坂道では自転車を降りて

 裏方組も台詞を覚えてたなんて、俺は全然知らなかった。考えてみたら、去年多恵が舞台に立つ事になった時も、彼女はすぐに動いていた。端役だったからじゃなく、流れや台詞はもともと入っていたんだ。なんか、演出してた俺よりも裏方組の方が舞台の事ちゃんと考えているような気がして来た。
 去年、『裏方組のこと、馬鹿にしてませんか?』と織田に言われた事があった。確かに侮っていたかもしれない。こんなにちゃんとやってくれていたんだ。

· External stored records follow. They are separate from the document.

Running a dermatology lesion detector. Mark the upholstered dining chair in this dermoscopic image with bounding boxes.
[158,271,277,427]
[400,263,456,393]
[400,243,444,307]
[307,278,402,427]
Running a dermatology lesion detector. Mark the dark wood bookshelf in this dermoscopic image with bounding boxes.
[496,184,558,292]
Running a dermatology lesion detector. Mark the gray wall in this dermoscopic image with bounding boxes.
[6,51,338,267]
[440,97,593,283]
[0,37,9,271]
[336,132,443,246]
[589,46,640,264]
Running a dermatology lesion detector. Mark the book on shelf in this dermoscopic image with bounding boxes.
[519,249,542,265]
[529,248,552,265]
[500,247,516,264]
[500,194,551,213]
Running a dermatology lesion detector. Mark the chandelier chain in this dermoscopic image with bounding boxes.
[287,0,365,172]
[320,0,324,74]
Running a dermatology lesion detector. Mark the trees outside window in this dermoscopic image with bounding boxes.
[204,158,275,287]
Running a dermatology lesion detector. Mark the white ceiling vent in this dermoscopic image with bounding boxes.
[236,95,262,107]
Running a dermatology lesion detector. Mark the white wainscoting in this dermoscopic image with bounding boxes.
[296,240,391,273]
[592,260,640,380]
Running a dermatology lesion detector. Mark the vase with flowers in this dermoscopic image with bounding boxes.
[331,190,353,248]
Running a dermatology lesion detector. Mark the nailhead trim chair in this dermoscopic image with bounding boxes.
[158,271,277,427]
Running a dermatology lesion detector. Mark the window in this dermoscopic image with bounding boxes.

「ごめんね。頼りにならなくて。音響と照明の子達なら多分、台詞は入ってるんだけど、本番にも仕事があるの。この2人でもできなくはないと思うけど。。その出てこなくなった一年生はどんな子なの?それか大道具の1年に役者も出来そうな子はいないの?」
「あー、乾が、経験者なんじゃないか。中学では役者やってたんだろ?」
「そうだな。出来るかもな。少なくとも俺達よりは上手そうだ。」
「山田はその事知らないのか?」
「どうだろう?知ってると思うけど、忘れてるかもしれませんね。」
「そいつは大道具としてはどうなの?」
「まだまだだけど、熱心ですよ。椎名より役に立ちますよ。」

「だったらやっぱり、椎名、お前が入れよ。」
「でも、俺、ちゃんとした舞台に立った事、一度もないし、発声だってもうずっとやってませんよ。」
「下手でも良いよ。出番は多いけど主役ではないから、なんとかなるだろう。生駒さんが目を覚ましてくれればいいんだ。彼女のメンタルを見てやってくれないか。お前が舞台監督をしてるのは、図面が引けるからじゃないだろ?」
「えー、そんな事できるかなぁ。彼女、美人だけど怖いですよ。ちょっと変だし。」
「ちょうど、お前の好みじゃないか。」
多恵のほうをチラリとみる。
「全然違いますよ。大野先輩はもっと、」
 椎名が口を滑らせて慌てて黙する。多恵は何故ここで自分の名が出たのか解せないのか、きょとんとしている。織田が目を逸らして苦笑いしている。